They say that behind every great man stands a woman of equal or even more importance. The underappreciated female in question is most commonly the man’s wife, but in the case of famous poet William Wordsworth, it appears to have been his sister Dorothy. Now universally credited with providing significant influence and input into his work, in this new play Dorothy is painted not only as the unsung hero in terms of literary attentions, but also with regard to her brother’s personal affections.
Written by Jane Sunderland, The Lament of Dorothy Wordsworth looks at how Dorothy’s idyllic lifestyle with her brother is thrown into disarray when William falls in love with her best friend Mary Hutchinson and invites new his wife to live with the siblings in the Lake District. Having believed that the pair of them would live out the rest of their days unmolested by the rest of the world, Dorothy is distraught and must decide whether to begrudgingly accept the new changes or countenance a life without her “beloved”.
The play takes the form of a solo show comprising an extended monologue, in which Gillian Massey shoulders the role of Dorothy and the considerable burden of holding the audience’s attention alone for 50 minutes with no pause. Her performance is thoughtful and emotional, but the character’s misty-eyed recollections of a nostalgic past and her subsequent despair at her perceived abandonment are a little too one-tone for the audience to really engage with her. The result is that it always feels as if we are watching a performance onstage, rather than a real person confessing their feelings.
That may be more of a criticism of the writing rather than the acting, however.
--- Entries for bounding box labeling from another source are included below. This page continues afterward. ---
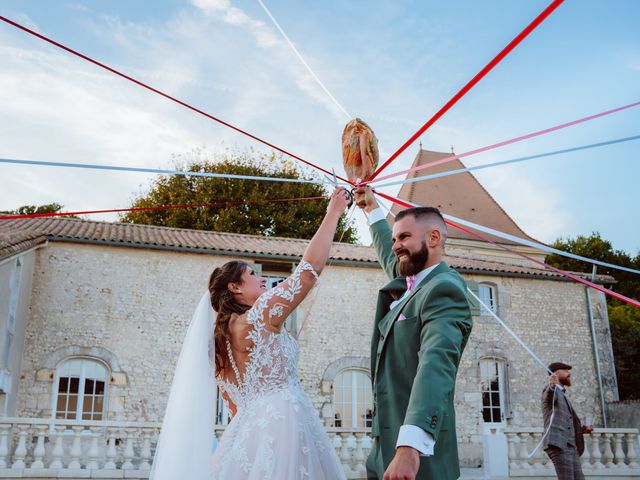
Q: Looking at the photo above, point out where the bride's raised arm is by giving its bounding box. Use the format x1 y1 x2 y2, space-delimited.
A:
248 188 349 332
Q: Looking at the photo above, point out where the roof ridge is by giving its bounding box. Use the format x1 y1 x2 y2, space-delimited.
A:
0 217 365 247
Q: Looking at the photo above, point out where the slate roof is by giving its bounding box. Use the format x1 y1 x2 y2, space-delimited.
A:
0 217 614 283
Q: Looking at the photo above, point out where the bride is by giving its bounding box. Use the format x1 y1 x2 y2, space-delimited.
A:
150 188 349 480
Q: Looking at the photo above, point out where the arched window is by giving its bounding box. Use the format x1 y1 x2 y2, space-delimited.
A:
480 357 510 423
333 369 373 428
54 358 109 420
478 283 498 315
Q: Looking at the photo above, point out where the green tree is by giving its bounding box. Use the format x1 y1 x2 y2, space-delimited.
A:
547 232 640 400
2 203 63 215
120 150 358 243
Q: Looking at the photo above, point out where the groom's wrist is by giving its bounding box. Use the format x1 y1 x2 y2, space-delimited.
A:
367 207 386 225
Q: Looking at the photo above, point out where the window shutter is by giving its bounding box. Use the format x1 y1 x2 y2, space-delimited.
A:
503 362 513 419
467 280 480 315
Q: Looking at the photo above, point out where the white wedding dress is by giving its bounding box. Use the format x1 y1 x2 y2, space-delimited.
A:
211 261 345 480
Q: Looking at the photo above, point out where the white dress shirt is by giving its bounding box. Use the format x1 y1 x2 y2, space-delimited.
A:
367 208 439 456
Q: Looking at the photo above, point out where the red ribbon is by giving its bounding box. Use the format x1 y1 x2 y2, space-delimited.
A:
367 0 564 182
0 15 353 185
0 196 327 220
375 192 640 307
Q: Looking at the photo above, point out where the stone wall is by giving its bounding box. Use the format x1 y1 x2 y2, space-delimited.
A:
607 400 640 428
13 242 606 466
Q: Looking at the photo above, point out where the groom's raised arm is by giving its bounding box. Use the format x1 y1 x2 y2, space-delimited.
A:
356 187 398 280
369 214 398 280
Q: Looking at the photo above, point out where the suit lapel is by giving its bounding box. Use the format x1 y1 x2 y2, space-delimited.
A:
371 262 449 376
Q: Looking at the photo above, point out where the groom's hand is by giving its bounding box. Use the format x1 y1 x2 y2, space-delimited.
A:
353 186 379 213
383 447 420 480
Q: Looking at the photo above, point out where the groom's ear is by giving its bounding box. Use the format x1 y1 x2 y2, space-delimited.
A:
426 228 442 248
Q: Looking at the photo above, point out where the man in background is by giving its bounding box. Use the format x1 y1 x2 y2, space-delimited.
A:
542 362 593 480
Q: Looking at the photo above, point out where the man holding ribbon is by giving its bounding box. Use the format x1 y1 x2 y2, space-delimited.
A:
356 187 472 480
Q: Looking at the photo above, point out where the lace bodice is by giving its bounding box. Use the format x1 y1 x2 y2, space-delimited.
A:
216 260 318 410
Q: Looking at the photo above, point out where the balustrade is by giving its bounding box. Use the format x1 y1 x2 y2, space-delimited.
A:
505 428 640 479
0 418 371 479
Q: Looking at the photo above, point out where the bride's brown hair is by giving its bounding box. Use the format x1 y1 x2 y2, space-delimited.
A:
209 260 251 377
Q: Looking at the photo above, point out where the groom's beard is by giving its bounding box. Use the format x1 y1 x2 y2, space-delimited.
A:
396 242 429 277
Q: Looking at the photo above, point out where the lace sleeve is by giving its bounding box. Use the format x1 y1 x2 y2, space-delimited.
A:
247 260 318 329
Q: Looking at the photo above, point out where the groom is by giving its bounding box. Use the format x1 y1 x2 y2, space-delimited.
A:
360 188 472 480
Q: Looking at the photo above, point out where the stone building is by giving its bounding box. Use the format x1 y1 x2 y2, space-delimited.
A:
0 151 637 476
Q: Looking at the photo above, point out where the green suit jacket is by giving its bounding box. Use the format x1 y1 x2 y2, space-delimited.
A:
367 221 472 480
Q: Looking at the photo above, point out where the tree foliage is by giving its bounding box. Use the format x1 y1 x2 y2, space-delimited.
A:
547 232 640 400
120 150 358 243
2 203 63 215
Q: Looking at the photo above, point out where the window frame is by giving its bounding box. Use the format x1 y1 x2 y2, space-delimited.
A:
51 356 111 422
478 282 498 316
478 356 512 426
331 367 373 429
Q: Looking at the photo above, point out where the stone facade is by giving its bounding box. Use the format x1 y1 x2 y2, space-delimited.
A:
9 241 616 466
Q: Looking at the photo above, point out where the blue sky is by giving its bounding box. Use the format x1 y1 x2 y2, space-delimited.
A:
0 0 640 254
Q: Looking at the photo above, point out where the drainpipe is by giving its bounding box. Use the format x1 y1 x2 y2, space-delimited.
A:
584 265 607 428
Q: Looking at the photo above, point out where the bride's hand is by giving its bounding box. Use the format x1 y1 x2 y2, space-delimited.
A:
327 187 351 216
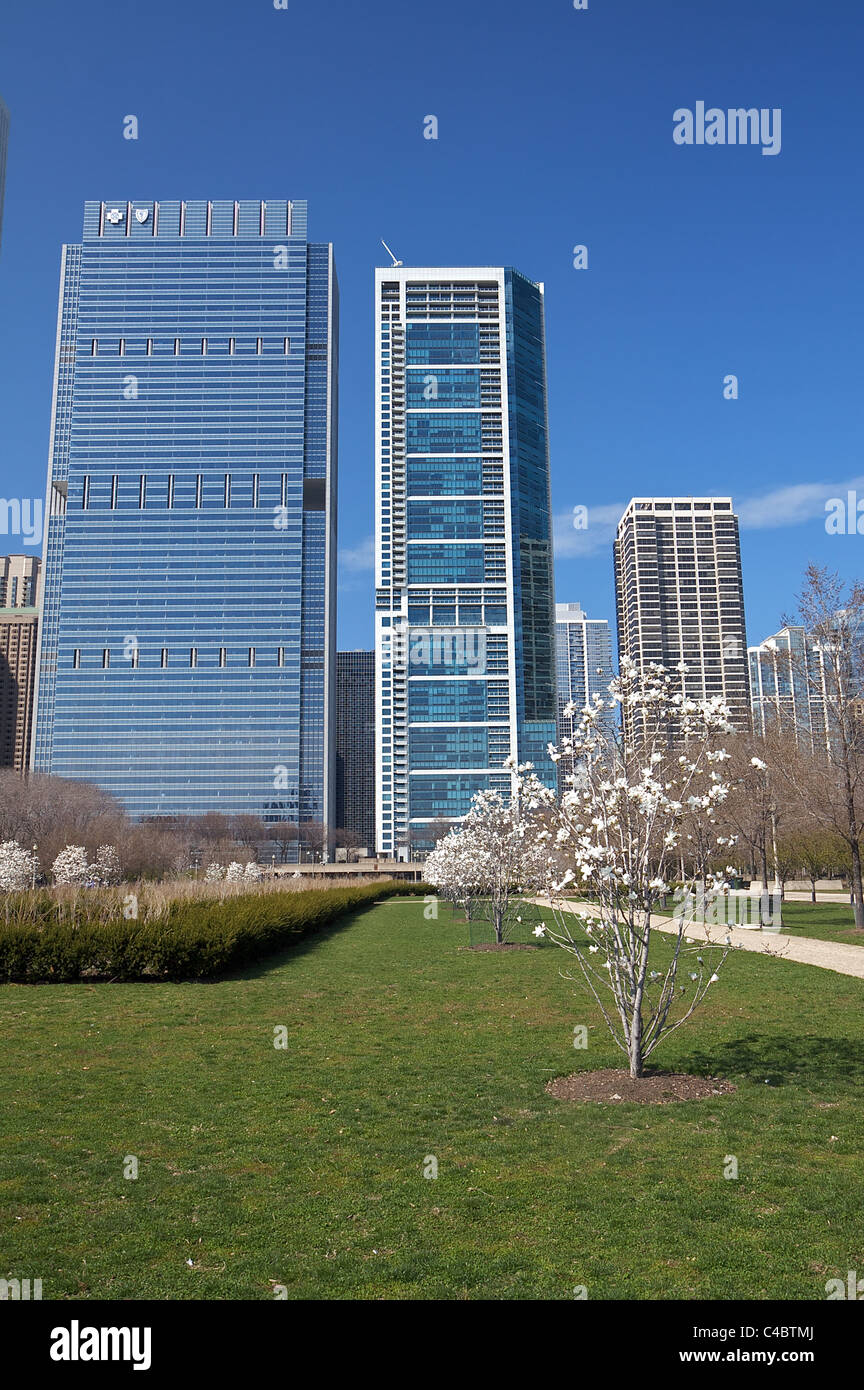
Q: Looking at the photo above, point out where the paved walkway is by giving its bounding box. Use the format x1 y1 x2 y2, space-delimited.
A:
533 898 864 980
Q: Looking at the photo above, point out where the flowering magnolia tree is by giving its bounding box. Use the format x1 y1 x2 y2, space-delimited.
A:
424 783 549 945
531 659 732 1077
0 840 39 892
424 830 474 915
51 845 90 884
90 845 122 888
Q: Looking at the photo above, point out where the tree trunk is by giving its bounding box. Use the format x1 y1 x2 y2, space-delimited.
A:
851 840 864 931
758 838 768 892
628 1011 642 1081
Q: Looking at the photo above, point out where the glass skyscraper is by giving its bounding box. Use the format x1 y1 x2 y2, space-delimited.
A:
375 267 556 853
33 200 338 821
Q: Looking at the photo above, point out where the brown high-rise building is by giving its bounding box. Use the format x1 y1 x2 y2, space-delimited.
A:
615 498 750 728
0 555 40 773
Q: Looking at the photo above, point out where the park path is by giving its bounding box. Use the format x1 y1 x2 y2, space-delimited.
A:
533 898 864 980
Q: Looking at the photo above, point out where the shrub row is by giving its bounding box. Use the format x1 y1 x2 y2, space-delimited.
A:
0 883 403 984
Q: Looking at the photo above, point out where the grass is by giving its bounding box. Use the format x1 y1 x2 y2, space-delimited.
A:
0 899 864 1300
782 902 864 947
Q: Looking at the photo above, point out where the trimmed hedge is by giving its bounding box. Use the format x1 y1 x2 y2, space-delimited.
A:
0 881 401 984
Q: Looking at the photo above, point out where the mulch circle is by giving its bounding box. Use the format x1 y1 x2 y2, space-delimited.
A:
468 941 538 951
546 1068 736 1105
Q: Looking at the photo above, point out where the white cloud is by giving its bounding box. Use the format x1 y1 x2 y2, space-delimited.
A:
553 475 864 560
733 477 864 531
553 502 626 560
339 535 375 573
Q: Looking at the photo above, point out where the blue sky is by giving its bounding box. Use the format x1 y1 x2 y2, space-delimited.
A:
0 0 864 648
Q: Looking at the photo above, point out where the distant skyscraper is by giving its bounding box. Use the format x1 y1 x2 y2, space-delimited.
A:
556 603 615 742
0 96 10 252
747 627 828 752
336 652 375 849
0 555 40 773
614 498 750 728
375 267 556 852
35 199 338 823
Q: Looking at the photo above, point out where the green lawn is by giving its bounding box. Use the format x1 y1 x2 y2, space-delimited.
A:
783 902 864 947
0 899 864 1300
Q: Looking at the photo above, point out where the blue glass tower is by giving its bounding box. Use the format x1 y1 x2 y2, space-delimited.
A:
375 267 556 852
33 200 338 823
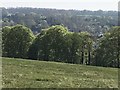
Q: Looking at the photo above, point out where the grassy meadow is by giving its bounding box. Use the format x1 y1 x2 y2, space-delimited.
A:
2 58 118 88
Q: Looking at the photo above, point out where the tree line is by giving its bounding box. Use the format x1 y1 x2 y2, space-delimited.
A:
2 25 120 67
0 8 118 36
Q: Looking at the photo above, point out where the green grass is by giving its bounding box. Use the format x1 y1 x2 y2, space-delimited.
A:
2 58 118 88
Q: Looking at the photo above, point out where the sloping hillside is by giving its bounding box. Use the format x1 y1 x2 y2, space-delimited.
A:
2 58 118 88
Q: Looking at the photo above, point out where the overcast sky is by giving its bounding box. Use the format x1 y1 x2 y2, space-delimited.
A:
0 0 119 11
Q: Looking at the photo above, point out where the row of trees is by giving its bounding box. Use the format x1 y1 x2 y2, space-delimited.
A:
2 25 120 67
0 8 118 36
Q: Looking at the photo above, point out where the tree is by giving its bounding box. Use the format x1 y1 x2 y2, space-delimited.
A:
2 25 35 58
80 32 93 65
95 27 120 68
28 25 68 61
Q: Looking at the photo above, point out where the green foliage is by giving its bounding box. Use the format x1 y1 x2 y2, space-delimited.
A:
2 58 118 90
29 25 93 64
95 27 120 67
2 25 34 58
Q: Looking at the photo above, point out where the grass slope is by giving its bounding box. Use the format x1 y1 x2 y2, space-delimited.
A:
2 58 118 88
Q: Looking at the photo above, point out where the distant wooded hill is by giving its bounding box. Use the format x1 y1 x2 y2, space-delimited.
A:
0 8 118 35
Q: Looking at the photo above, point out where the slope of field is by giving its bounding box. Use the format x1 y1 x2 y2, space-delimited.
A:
2 58 118 88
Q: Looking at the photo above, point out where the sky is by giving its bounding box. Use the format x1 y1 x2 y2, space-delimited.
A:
0 0 119 11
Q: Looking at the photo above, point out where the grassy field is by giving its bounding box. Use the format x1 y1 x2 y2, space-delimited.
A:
2 58 118 88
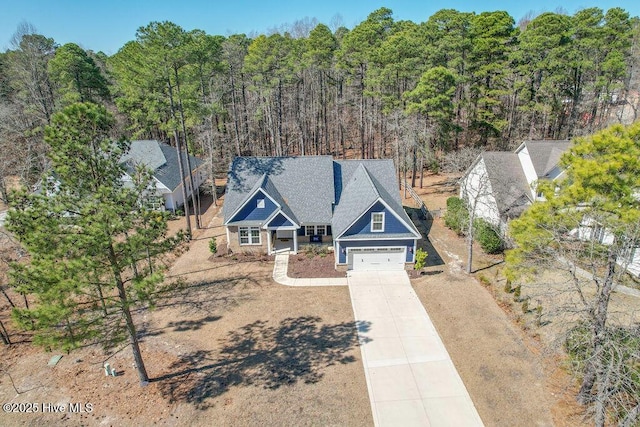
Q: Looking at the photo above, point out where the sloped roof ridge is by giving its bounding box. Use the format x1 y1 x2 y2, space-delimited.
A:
332 164 380 236
260 173 299 223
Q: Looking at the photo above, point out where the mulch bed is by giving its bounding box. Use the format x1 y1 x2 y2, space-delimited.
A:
287 254 346 279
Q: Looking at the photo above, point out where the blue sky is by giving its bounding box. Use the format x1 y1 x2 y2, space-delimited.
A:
0 0 640 55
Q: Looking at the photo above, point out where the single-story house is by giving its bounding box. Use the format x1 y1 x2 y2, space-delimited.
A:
224 156 421 270
459 140 571 233
121 140 206 211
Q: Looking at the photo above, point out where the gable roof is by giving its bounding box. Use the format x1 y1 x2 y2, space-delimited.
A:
224 156 335 224
516 140 571 178
480 151 531 217
331 160 420 237
120 140 204 191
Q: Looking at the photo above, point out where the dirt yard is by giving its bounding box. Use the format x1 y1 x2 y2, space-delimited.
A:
0 172 620 426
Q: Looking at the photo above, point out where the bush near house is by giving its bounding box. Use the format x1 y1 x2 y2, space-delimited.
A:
444 197 469 236
473 218 504 254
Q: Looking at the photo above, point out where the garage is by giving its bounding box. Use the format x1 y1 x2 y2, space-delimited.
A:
347 247 406 271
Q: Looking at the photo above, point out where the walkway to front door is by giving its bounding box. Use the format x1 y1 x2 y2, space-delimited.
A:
273 254 483 427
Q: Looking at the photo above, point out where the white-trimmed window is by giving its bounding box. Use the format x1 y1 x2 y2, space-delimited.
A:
371 212 384 233
238 227 262 245
305 225 327 236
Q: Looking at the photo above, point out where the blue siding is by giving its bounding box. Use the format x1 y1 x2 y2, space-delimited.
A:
342 202 411 237
231 191 278 222
338 239 415 264
268 213 293 227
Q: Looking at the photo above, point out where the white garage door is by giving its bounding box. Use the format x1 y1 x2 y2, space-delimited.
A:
347 247 405 271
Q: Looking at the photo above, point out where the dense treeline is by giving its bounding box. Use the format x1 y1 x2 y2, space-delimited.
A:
0 8 640 199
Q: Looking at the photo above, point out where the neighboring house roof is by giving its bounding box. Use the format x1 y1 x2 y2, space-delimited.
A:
523 140 571 178
224 156 420 238
121 140 204 192
224 156 335 224
480 151 531 217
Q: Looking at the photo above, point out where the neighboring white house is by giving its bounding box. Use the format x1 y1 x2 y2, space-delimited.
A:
459 140 640 276
35 140 207 212
121 140 206 211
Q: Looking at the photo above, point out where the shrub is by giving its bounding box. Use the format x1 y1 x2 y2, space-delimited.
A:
413 248 428 270
473 218 504 254
444 197 469 236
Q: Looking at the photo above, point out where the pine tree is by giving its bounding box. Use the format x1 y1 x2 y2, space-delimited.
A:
7 103 182 384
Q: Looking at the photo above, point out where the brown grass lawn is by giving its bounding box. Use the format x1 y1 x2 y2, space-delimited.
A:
0 199 373 426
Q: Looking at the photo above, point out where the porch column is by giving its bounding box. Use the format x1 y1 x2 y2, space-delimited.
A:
267 228 271 255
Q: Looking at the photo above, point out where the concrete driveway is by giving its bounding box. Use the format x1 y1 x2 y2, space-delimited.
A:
347 271 483 426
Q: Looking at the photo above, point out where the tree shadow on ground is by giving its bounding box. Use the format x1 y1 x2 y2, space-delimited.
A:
155 275 260 313
153 316 366 409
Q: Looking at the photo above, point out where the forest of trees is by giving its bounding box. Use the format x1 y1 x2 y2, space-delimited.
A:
0 8 640 198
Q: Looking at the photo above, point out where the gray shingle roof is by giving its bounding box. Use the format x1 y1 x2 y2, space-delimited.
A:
224 156 334 224
524 140 571 178
332 160 420 238
121 140 204 191
331 164 380 237
481 151 531 217
224 156 419 238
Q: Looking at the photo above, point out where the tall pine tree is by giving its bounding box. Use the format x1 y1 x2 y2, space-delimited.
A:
7 103 182 384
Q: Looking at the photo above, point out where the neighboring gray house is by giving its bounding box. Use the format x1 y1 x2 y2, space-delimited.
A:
224 156 421 270
460 140 571 233
121 140 206 211
459 140 640 276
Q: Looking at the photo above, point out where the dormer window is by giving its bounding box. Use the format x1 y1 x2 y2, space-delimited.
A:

While Dorothy’s lengthy speech is well-written, believable and uses some neat artistic flourishes (the visual representation of the love triangle via the use of snowdrops is particularly effective), it concentrates almost exclusively on her own marginalisation at the hands of Mary. At the end of the day, the whole crux of the play hinges upon the somewhat humdrum conflict of a sister not realising that her brother might harbour romantic intentions towards another and failing to deal with the falling penny when it does drop.
Juicier topics such as the possibly incestuous relationship Dorothy shared with her brother and his appropriation of her writing talents are hinted at but brushed over; a more compelling piece might have devoted greater attention to these insalubrious details. Nonetheless, it remains an entertaining and mildly thought-provoking play which raises awareness about one of literature’s forgotten women. It just feels like if driven in another direction, it could have provoked far more.